Quoting xo.MommyW.xo:

Its not about her. Move asap
Posted on CafeMom Mobile
jkleinman
by on Feb. 12, 2012 at 11:24 PM

I did.  I also told her that we will be up for visits as often as possible.  She and her mom are always welcome where ever we are, as well.

Quoting Lostinindy:

It will be hard, but a fresh start can be a good thing. Don't let her guilt you. Reassure her that with Facebook and Skype you can keep them connected.



TarotMommy
by on Feb. 12, 2012 at 11:52 PM
I have sympathy for the aunt. However, a person has to do what's best for her immediate family. I have a son in the Navy whom I haven't seen since October and I don't when I'll see him again. I can certainly relate.


Quoting jkleinman:

I agree.  I think part of it is that she's worried she'll see DD about as often as she sees her other niece which is very rare.  I think most of the family hasn't seen the little girl in about a year and a half.

Quoting TarotMommy:

Do what's best for your family.

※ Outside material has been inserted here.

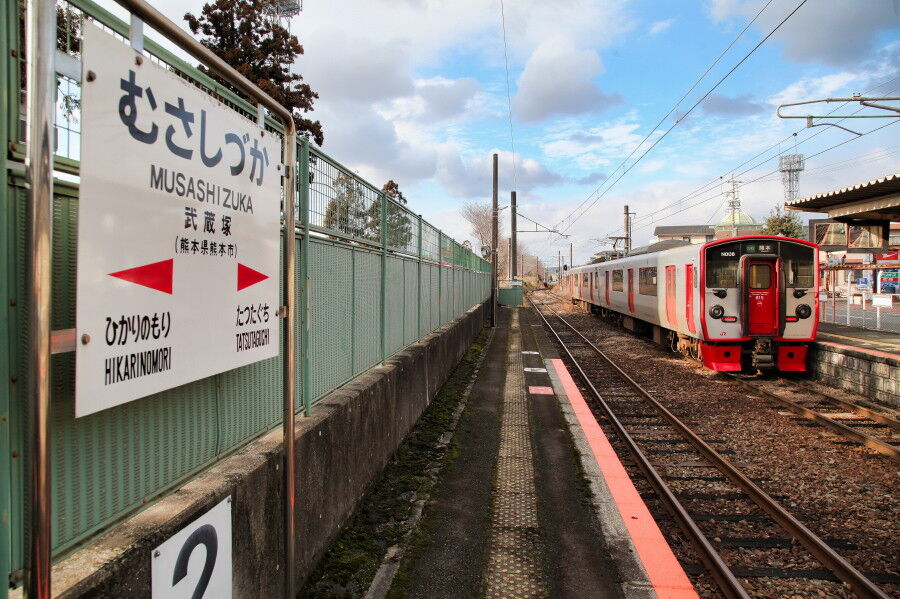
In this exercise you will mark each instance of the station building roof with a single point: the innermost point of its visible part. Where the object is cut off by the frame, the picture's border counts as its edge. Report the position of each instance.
(878, 199)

Never feel guilty for it either. Being closer to your child's daddy is more important than an aunt.



Posted on CafeMom Mobile
jkleinman
by on Feb. 12, 2012 at 11:55 PM

DD's father is in the Army and has been for 10 years now.  His ex-wife is the mother of the little girl and does not like his family.  She puts no effort into making sure his family sees her.

Quoting TarotMommy:

I have sympathy for the aunt. However, a person has to do what's best for her immediate family. I have a son in the Navy whom I haven't seen since October and I don't when I'll see him again. I can certainly relate.


Quoting jkleinman:

I agree.  I think part of it is that she's worried she'll see DD about as often as she sees her other niece which is very rare.  I think most of the family hasn't seen the little girl in about a year and a half.

Quoting TarotMommy:

Do what's best for your family. Never feel guilty for it either. Being closer to your child's daddy is more important than an aunt.